The Plan required the approval of creditors of each of the separate Debtors. When the votes were tabulated, however, the unsecured creditors of one Debtor, Hawker Beechcraft Corporation (“HBC”), had voted to reject the plan. This in and of itself did not give rise to substantial concern, as the Debtors believed that they would readily be able to confirm the Plan over the HBC creditors’ rejection under the cramdown provisions of Section 1129(b). That section provides that a plan may be confirmed notwithstanding the rejection of one or more classes of creditors (i.e., “crammed down”), so long, among other things, as it is “fair and equitable.” With respect to unsecured creditors who are not paid in full, “fair and equitable” requires adherence to the “absolute priority rule”, which in turn means that
the holder of any claim or interest that is junior to the claims of the [rejecting] class will not receive or retain under the plan on account of such junior claim or interest any property . . .

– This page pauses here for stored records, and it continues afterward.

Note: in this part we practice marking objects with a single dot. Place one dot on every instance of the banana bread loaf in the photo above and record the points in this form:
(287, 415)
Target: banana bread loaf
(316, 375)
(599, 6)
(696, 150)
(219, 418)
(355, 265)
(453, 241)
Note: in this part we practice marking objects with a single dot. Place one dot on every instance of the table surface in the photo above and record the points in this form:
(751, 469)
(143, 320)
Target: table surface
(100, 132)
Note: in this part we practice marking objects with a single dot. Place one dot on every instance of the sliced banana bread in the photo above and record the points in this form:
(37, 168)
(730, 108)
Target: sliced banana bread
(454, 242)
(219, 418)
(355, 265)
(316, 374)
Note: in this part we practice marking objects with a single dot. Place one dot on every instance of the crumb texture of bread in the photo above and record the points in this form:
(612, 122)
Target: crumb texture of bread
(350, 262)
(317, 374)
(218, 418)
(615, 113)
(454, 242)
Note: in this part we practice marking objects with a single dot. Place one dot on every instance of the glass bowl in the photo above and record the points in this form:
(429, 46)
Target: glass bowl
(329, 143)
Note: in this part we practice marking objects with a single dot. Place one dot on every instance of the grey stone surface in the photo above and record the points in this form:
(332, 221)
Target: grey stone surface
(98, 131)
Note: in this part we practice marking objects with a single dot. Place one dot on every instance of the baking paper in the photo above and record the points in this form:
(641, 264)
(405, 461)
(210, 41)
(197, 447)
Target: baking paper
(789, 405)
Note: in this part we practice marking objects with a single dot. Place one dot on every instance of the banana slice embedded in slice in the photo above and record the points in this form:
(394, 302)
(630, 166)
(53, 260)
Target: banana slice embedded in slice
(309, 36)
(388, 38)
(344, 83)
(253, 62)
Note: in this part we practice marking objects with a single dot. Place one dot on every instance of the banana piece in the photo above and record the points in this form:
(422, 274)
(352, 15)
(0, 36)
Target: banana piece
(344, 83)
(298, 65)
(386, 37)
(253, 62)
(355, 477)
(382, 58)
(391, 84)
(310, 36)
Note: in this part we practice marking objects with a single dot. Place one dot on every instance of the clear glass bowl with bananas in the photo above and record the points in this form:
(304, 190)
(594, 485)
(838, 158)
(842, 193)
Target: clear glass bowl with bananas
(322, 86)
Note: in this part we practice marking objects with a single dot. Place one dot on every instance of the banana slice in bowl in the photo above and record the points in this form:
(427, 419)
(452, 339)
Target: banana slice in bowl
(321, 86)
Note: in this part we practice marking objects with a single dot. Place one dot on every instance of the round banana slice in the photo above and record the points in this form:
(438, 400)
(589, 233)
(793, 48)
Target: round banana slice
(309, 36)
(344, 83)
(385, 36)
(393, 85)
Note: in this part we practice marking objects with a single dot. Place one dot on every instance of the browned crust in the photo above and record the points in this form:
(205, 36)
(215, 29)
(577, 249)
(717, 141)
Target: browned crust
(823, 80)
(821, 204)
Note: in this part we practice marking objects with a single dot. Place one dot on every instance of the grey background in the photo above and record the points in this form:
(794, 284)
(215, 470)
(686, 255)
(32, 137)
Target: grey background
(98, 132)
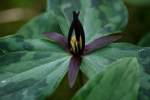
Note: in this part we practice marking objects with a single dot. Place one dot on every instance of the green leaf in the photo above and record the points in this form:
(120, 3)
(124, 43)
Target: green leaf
(97, 61)
(99, 17)
(19, 43)
(28, 75)
(34, 29)
(118, 82)
(144, 60)
(139, 2)
(145, 41)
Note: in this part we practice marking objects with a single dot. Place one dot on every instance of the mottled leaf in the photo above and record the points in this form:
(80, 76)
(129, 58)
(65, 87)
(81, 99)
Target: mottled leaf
(120, 81)
(99, 17)
(28, 75)
(96, 61)
(100, 43)
(144, 60)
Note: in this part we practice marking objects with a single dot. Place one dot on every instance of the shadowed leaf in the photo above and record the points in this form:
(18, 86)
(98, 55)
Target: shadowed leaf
(118, 82)
(100, 43)
(30, 75)
(96, 61)
(144, 60)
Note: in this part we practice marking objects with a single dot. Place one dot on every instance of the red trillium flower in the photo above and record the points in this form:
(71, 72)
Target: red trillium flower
(76, 46)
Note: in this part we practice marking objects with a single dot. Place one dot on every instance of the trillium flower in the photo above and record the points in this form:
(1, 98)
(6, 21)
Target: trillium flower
(76, 45)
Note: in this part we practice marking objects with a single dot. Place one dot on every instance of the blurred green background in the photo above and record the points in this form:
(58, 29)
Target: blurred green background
(15, 13)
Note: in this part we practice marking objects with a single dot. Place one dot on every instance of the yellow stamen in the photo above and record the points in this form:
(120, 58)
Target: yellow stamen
(74, 43)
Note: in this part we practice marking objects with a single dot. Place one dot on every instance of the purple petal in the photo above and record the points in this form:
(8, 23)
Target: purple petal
(58, 38)
(74, 67)
(100, 43)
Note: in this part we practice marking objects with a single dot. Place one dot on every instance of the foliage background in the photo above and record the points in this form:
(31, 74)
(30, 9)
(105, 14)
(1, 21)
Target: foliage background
(138, 25)
(137, 28)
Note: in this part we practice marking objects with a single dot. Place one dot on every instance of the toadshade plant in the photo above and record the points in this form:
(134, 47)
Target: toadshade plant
(71, 35)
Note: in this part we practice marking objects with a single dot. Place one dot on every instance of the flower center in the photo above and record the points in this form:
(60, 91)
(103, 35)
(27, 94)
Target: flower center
(76, 36)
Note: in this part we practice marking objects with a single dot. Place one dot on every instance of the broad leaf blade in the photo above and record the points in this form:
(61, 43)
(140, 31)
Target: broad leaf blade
(144, 60)
(96, 62)
(31, 75)
(99, 17)
(118, 82)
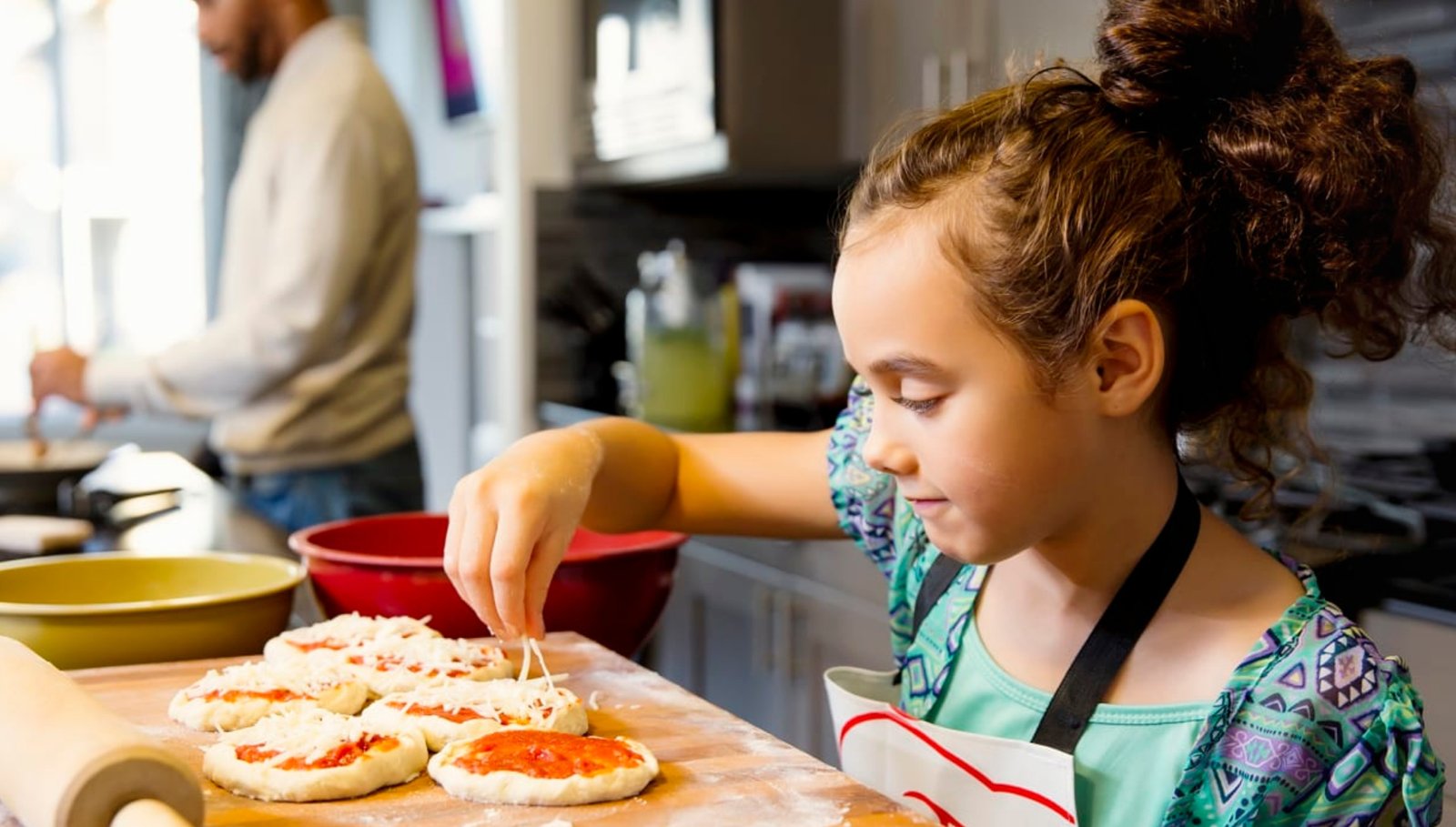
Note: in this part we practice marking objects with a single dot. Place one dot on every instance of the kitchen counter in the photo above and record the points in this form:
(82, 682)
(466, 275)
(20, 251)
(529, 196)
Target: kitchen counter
(715, 769)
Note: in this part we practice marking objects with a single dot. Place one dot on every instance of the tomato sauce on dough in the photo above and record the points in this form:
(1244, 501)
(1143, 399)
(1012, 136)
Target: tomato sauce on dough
(546, 754)
(339, 756)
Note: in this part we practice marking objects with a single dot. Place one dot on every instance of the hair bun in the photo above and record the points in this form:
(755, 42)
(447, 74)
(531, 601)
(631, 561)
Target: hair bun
(1190, 58)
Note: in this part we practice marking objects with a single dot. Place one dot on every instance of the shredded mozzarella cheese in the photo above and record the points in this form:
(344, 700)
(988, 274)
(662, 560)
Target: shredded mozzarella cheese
(354, 628)
(309, 734)
(490, 699)
(308, 679)
(531, 648)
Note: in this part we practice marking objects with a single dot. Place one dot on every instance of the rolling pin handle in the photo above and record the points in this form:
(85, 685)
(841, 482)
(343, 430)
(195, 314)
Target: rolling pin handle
(149, 812)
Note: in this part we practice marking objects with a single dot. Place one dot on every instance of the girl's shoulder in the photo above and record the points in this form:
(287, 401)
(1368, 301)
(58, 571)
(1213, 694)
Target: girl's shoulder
(864, 497)
(1317, 724)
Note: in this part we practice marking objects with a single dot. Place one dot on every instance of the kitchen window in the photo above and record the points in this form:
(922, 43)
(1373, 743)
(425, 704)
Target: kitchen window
(101, 179)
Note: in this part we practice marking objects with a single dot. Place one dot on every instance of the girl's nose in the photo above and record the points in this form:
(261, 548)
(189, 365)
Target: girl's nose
(883, 450)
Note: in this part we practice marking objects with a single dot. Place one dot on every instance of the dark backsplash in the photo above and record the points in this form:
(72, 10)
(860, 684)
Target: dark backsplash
(587, 251)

Since all of the existing equity of HBI is being cancelled and new equity is being issued to creditors, the Debtors believed that they complied fully with Section 1129(b). Judge Bernstein, however, in a very strict reading of the rule, stated that while he would confirm the Plan for all of the other Debtors, he could not do so for HBC because of the provisions that left the Hawker Beechcraft corporate structure intact. In other words, Judge Bernstein saw a violation of the absolute priority rule with respect to HBC’s creditors because the equity of HBC itself was not being cancelled, and viewed that as an impermissible retention of “property” by the direct parent of HBC (itself a subsidiary of HBI) “under the plan on account of [a] junior claim or interest[.]”
An interesting colloquy followed, in which Debtors’ counsel contended that the HBC stock was remaining in place solely to maintain the Hawker Beechcraft corporate structure for the benefit of the new equity holders, and that the cancellation of HBI’s stock satisfied the dictates of the absolute priority rule. Judge Bernstein eventually agreed to allow the Debtors to brief the issue and to make technical changes to the Plan.
Judge Bernstein’s reading of Section 1129(b) can be justified as a “plain language” reading of the statute but, as with other recent instances of “plain language” interpretations of the Bankruptcy Code, it contravenes widely-accepted views regarding the purpose and intent of the absolute priority rule. Other judges who have ruled on cramdown in similar situations, such as Judge James Peck in the Ion Media case, have agreed that preserving intercompany interests in order to maintain an existing corporate structure does not have any economic substance, and that only the treatment of the equity of the ultimate corporate parent should be considered for purposes of determining whether the absolute priority rule has been satisfied.
After reviewing the Debtors’ submission and the proposed changes to the Plan, Judge Bernstein the following day confirmed the Plan for all of the Debtors, including HBC.